Apparently this was a problem before we met, since Kevin insisted on using only high thread count sheets. He said better sheets helped him to wick the night sweats he had. Now that I think about it, the night sweats stopped when his foot lesion would go away. They returned with the lesion on his head. Why would melanoma cause fevers only at night when you’re at rest? Does repairing melanoma have to do with sleep somehow? Why did we think this was normal?

We don’t want to focus on the past, but we do want to note the things which were easy to dismiss in case it helps others.

Original PET scans taken a year ago after his surgery indicated a tiny amount of metabolic activity in his lungs, but oncologists chalked this up to the possible inaccuracy of the scan. Kevin was otherwise healthy – he healed from the lesion. He was back to his normal weight and had more energy.

A word about PET scans


What a PET scan looks like. This is not Kevin’s – just something I found online to use as an example.

PET scans are not a perfect science, which is why they are often done after a biopsy, not before. Medicine, you must remember, is done blind. You simply can’t see what’s going on in there unless you’re in there – so these imaging tools help.

PET scans, short for positron emission tomography, use a radioactive component combined with glucose. As previous posts note, cancer LOVES sugar. The hungry cancer cells gobble up the sucrose and the radioactive material in the process. This is ultimately displayed in a 3D image where docs can see in varying colors and brightness according to metabolic activity. Through this they can determine which cells are eating the fastest, and likely be cancer. The ‘hot spots’ help show where cancer is, or can be.

The problem is, many other areas gobble up sugar too – like your brain, for example. So PET is more of a general guide after diagnosis or biopsy. It is not a definitive map.

We have a lot of things to do quickly, in terms of planning, preparation, and decision making. We have to be nimble, smart and prepared. We need to meet the right people, at the right time who have the right solutions. I think we’re on to some very good ideas and possibilities, as well as a new adventure. I still believe we can jump this hurdle.

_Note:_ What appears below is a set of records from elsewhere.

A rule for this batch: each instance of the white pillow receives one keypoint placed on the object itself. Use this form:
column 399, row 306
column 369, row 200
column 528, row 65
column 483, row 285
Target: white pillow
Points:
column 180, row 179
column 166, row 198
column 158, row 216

4 thoughts on “It’s Back – Metastatic Melanoma

  1. Thank you for such an informative post. I know hindsight is 20/20 but honestly, who would ever think a blister on a foot would lead to this finding? There is no way you could have even imagined such a thing, I wouldn’t have given it a second thought either. It is good though for us to know about that hole and the fevers especially during the night. You are both constantly in our thoughts and prayers.


  2. We love you both and were deeply touched by the news. You are and have been so inspirational to us as Rich had a very similar scalp melanoma to Kevin’s last year. We are with you in thought, spirit, prayer, and lifting you up in all ways possible. Please let us know if there is anything we can do!! I mean it! And, thank you for all of your posts and updates and for your unwavering effort to document and get the word out on your experiences. You are touching more people than you will ever know.